Car oui, si vous ne le savez pas, le tarif sera différent d’un graphiste à l’autre, de Marseille à Bordeaux en passant par le fin fond de la Creuse. De plus, il est évident que la réputation d’un graphiste aura une influence sur son tarif. Certains graphistes sont très côtés (certains beaucoup trop, d’autres pas assez) soit, car leur travail est absolument irréprochable, soit, car ils ont passé un niveau supérieur dans le game de la créativité, soit pour une raison obscure que personne ne peut expliquer. C’est comme ça. C’est comme la différence de prix entre un bigMac à Bordeaux et un bigMac à Chamonix.

En moyenne, un graphiste junior facturera sa journée entre 250 et 350€.Un graphiste avec plus d’expérience et une réputation plus importante pourra facturer sa journée le double voir le triple.

Facturation à l’heure ou forfaits

Comme je le disais plus haut, il existe plusieurs manières de calculer son tarif.

Il est possible de prendre comme base un revenu socle, auquel on viendra ajouter les charges, les dépenses pros ainsi que l’invisible et tout le reste pour appliquer une formule toute bête dans le but de dégager un tarif journalier et un tarif horaire.

Me concernant, mon tarif inclut également la valeur que j’accorde à mon travail. Cela demande un minimum de sens critique, mais c’est relativement important pour pouvoir évoluer correctement. Travailler au rabais ou même gratuitement dans le but de se faire connaître ou de trouver des clients rapidement se traduit généralement par un manque de confiance en soi ou de la peur de ne pas être légitime. (Si tu es graphiste et que tu passes par là, de toi à moi : tu es légitime.)

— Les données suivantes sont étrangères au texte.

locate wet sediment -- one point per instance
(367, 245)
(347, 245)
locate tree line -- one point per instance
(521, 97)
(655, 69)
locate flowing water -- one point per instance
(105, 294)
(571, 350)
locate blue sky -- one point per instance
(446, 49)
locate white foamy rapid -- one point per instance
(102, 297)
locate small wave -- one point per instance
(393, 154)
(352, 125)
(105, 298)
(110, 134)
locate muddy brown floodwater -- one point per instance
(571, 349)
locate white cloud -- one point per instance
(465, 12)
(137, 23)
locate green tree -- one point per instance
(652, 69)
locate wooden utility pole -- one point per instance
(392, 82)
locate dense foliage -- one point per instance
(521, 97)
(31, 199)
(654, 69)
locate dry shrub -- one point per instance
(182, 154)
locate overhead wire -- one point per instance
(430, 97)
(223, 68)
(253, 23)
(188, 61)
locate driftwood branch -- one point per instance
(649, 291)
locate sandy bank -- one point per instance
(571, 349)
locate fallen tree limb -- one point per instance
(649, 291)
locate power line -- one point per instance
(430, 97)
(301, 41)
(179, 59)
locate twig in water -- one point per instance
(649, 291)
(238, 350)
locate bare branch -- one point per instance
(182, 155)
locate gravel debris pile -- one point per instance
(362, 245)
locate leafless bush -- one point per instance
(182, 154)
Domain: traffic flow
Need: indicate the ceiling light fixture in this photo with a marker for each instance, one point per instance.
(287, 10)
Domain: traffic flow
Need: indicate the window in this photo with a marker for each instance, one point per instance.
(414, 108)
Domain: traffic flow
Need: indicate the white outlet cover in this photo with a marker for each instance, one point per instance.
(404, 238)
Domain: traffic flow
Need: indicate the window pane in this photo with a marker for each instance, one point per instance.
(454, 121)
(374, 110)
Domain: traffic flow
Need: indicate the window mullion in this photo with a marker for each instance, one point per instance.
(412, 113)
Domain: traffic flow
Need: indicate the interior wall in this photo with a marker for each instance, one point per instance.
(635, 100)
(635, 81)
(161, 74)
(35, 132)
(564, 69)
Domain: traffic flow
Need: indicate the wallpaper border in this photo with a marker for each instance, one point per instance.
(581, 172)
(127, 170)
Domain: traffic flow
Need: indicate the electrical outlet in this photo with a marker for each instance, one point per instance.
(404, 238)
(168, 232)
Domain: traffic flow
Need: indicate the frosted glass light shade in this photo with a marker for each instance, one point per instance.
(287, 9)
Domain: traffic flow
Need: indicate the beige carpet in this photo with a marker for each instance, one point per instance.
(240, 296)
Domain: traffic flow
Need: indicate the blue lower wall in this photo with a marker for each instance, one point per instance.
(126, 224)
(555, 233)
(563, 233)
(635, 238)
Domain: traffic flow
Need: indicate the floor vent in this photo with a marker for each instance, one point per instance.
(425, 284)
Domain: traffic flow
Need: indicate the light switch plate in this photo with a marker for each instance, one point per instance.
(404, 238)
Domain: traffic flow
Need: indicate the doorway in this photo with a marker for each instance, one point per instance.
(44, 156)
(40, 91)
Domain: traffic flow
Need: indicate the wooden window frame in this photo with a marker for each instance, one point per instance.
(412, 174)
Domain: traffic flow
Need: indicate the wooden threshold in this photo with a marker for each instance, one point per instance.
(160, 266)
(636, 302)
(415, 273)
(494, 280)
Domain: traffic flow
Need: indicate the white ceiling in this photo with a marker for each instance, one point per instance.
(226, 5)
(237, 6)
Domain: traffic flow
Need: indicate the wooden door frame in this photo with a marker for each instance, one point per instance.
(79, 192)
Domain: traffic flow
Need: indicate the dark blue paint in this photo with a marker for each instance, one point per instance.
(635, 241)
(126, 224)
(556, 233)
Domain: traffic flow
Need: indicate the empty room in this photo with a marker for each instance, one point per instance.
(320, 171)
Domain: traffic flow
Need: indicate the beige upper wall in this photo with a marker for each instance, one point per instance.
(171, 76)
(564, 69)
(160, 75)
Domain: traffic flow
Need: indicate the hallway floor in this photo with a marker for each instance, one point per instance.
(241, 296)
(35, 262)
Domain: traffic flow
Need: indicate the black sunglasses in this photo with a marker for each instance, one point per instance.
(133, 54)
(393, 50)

Certains graphistes choisissent de tout facturer à l’heure. Pour cela, il faut se connaître un minimum pour ne pas surfacturer ou au contraire, pour ne pas se retrouver à avoir facturé 15h alors que le projet en demandait le triple. D’autres travaillent au forfait. Pour une prestation comme la conception d’un logo, ils auront un tarif de base et en fonction du projet, ce tarif pourra être amené à évoluer.

Par exemple, on ne peut pas facturer la même chose pour la création d’un catalogue de 80 pages et un catalogue de 180 pages. Le temps passé sur chaque document va être différent. Certains graphistes facturent directement à la page.

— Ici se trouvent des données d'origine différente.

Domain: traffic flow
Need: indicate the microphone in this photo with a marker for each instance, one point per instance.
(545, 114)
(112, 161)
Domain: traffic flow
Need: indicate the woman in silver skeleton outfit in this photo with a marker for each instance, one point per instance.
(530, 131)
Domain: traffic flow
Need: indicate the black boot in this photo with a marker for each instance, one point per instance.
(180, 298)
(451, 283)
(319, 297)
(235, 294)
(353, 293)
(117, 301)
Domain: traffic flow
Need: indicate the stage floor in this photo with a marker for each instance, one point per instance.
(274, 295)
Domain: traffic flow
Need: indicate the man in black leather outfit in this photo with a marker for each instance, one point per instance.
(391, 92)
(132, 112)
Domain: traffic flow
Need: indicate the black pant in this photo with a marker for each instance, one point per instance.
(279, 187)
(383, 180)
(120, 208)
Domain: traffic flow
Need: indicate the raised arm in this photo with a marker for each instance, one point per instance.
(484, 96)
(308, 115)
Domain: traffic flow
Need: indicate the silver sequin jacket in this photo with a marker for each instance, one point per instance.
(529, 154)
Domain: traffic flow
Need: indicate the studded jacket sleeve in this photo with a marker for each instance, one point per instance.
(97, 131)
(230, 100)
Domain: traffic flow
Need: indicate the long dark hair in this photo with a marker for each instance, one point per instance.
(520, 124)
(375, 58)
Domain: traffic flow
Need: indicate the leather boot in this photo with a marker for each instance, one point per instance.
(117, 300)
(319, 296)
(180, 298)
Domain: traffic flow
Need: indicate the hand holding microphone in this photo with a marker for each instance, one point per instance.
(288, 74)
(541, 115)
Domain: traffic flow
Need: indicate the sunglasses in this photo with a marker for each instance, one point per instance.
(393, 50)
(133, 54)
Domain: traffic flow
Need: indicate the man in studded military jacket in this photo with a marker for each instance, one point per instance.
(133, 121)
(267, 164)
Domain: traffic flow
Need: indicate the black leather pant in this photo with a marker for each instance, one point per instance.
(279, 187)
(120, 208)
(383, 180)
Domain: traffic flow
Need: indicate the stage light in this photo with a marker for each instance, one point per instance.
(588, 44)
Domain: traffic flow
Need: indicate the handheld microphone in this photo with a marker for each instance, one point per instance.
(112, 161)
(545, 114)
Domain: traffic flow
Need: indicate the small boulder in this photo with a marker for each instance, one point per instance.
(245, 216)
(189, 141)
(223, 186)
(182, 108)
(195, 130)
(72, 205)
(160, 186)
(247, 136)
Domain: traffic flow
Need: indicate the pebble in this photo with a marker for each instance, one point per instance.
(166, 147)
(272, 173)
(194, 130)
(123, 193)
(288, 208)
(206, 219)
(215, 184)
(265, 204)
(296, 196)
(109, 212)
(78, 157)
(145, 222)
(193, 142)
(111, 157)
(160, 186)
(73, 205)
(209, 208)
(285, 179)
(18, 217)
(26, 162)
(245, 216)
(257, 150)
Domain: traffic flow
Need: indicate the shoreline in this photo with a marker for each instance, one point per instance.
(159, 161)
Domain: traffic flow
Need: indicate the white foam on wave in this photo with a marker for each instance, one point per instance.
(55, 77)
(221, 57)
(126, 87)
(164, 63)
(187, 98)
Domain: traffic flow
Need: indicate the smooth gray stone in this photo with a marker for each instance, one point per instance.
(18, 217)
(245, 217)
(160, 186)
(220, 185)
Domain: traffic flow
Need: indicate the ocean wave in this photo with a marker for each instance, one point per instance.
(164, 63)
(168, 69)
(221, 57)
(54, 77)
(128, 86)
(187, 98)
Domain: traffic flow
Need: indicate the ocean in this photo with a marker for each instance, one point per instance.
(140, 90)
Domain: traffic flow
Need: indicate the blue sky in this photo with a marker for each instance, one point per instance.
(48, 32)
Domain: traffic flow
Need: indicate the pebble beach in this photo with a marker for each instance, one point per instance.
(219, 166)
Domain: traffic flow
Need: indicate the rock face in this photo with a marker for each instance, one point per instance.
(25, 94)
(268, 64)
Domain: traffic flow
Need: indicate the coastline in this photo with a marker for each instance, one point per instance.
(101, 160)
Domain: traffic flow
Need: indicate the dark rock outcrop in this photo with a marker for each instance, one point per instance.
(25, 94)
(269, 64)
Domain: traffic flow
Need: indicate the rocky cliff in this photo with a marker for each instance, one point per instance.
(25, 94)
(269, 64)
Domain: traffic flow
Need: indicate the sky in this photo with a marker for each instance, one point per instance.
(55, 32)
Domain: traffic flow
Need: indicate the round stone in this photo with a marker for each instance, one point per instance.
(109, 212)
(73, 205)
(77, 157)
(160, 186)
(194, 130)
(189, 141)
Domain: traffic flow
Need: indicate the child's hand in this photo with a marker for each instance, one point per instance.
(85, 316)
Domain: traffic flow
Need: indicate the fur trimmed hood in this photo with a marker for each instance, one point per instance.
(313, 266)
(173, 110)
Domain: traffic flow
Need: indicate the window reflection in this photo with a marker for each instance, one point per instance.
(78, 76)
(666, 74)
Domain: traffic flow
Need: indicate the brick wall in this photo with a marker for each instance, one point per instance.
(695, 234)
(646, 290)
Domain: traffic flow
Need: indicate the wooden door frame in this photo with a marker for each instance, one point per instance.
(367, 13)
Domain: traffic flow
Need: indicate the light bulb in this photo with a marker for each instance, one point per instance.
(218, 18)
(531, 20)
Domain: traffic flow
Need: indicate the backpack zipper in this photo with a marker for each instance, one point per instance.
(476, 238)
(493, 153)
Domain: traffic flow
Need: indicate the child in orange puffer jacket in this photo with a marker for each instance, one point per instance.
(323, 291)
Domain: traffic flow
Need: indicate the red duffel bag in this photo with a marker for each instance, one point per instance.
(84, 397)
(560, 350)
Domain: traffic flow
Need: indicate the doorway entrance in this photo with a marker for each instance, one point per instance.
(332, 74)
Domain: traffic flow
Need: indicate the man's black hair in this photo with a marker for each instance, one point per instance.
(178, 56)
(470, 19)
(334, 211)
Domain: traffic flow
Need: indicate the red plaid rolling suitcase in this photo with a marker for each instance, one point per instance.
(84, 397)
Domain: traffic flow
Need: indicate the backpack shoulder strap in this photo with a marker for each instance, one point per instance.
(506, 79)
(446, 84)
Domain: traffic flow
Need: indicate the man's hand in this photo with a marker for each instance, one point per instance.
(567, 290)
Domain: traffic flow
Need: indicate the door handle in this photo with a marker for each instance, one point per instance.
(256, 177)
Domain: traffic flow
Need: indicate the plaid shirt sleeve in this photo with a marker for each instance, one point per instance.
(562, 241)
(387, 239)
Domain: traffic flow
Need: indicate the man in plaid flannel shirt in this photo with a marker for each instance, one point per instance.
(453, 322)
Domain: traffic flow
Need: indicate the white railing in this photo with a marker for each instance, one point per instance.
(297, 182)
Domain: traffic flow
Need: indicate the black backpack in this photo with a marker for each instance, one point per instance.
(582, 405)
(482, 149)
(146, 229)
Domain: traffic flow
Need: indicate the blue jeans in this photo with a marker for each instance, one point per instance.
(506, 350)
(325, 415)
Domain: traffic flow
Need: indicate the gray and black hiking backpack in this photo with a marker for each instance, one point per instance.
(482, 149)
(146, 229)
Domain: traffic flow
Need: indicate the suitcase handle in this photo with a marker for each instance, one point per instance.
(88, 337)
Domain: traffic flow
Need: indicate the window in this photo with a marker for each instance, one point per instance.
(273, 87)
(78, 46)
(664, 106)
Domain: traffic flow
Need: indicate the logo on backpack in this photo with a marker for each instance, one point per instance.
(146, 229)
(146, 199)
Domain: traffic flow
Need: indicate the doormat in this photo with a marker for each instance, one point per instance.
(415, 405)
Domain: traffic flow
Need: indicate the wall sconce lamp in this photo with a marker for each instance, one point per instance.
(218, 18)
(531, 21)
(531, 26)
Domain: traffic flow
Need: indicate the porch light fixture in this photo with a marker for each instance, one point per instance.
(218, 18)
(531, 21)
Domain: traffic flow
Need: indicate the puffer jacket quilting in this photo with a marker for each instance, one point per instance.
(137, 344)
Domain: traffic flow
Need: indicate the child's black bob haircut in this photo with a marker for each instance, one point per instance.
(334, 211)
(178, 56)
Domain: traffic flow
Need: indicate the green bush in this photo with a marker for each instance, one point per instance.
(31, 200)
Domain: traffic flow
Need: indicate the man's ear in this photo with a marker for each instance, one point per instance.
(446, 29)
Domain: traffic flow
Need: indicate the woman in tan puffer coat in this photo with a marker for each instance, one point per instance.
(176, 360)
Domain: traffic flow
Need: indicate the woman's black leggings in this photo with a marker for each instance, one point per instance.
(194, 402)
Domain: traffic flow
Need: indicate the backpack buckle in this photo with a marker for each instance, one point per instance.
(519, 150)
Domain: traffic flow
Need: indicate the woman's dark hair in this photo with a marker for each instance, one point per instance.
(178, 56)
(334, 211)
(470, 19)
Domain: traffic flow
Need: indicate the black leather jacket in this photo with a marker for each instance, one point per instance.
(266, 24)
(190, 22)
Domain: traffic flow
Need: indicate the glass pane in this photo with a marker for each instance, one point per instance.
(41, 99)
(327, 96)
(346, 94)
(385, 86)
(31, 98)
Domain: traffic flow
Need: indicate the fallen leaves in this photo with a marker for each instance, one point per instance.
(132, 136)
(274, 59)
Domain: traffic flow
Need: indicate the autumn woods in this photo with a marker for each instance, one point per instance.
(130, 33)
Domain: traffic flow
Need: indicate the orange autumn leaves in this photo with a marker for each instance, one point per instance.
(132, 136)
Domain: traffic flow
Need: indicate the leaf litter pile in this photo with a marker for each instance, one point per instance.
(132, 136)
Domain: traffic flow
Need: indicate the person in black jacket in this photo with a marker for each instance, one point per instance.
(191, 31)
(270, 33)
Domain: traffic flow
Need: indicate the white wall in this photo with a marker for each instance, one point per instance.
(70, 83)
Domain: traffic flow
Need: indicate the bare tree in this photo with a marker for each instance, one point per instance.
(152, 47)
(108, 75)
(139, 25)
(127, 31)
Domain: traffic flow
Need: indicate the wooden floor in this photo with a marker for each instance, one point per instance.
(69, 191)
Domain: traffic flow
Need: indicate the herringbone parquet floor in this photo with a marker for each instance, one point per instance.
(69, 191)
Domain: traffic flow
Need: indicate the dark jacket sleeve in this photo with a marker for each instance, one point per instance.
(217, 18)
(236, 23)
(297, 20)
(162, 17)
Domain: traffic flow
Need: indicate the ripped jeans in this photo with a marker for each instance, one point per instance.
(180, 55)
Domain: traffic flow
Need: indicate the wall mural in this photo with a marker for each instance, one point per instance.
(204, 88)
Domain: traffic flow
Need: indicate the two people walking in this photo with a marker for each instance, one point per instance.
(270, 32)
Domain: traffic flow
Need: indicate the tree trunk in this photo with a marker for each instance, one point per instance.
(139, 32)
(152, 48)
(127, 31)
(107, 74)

La technique du forfait fonctionne très bien et est également applicable à des tâches plus automatiques comme de petits travaux d’exécution : adapter des visuels, mettre en page un document suivant un template, application d’une charte graphique à un document… Certaines missions deviennent mécaniques. Dans tous les cas, il faut absolument intégrer le fait que la grille de tarif pour le graphisme est un mythe. Elle n’existe pas. Chaque projet est différent et demande l’établissement d’un devis prenant en compte toutes les subtilités de ce dernier.

Ce qu’il faut retenir

En fonction de la qualité que vous allez rechercher pour votre projet, les tarifs seront plus ou moins élevés. J’ai tendance à dire qu’en graphisme, c’est comme tout, pour avoir de la qualité, il ne faut pas hésiter à investir. Bien sûr, n’oubliez pas de vérifier les références du prestataire que vous pensez choisir.

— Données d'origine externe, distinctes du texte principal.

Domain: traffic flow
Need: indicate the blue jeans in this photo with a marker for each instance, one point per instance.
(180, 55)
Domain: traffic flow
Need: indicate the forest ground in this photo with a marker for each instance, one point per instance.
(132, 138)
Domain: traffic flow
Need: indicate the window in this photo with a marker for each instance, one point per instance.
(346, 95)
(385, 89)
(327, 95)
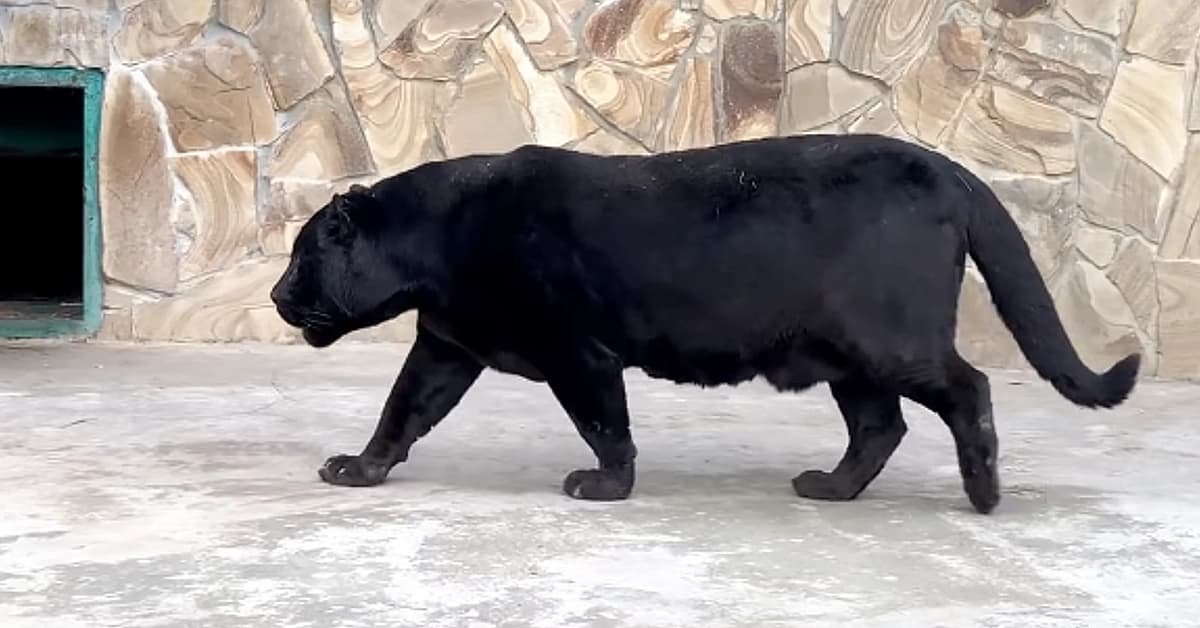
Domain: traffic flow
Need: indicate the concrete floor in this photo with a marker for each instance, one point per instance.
(178, 486)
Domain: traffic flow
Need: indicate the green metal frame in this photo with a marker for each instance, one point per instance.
(91, 82)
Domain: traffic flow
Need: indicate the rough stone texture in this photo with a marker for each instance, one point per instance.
(931, 94)
(42, 35)
(154, 28)
(439, 43)
(136, 187)
(751, 84)
(646, 33)
(1008, 130)
(223, 189)
(821, 94)
(324, 143)
(1145, 112)
(809, 31)
(215, 96)
(628, 99)
(1055, 63)
(1165, 30)
(1078, 113)
(882, 37)
(292, 49)
(1115, 189)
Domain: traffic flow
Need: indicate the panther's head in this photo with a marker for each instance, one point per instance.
(347, 270)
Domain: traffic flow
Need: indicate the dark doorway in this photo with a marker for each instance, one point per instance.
(41, 203)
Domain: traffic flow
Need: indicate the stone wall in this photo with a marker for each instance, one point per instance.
(227, 123)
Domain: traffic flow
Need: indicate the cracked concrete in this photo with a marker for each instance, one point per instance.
(175, 485)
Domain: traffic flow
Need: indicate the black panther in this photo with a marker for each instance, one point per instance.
(798, 259)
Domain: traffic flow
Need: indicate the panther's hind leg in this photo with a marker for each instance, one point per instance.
(875, 425)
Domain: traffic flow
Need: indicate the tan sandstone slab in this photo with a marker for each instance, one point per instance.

N’hésitez pas à poser des questions si vous ne comprenez pas quelque chose sur le devis. Un bon graphiste sera pédagogue et prendra le temps de répondre à vos questions.

Payer un service de graphisme trop peu cher doit vous alerter. Chercher à tout prix à payer le moins cher possible peut parfois se révéler être la solution la plus onéreuse, car confier votre identité à une personne qui ne maîtrise pas la chaîne graphique, c’est prendre le risque de devoir faire rattraper ça par un graphiste plus expérimenté, et donc, de devoir repayer.

Il existe également des graphistes qui sont trop peu chers, car ils pensent qu’un tarif très bas attirera plus de clients. Oui, mais ! En se bradant, ils dénigrent la valeur du travail de graphiste en plus de se sous-estimer. Ceci s’appelle également de la concurrence déloyale et ce n’est pas super bien vu en plus d’être, normalement, illégal.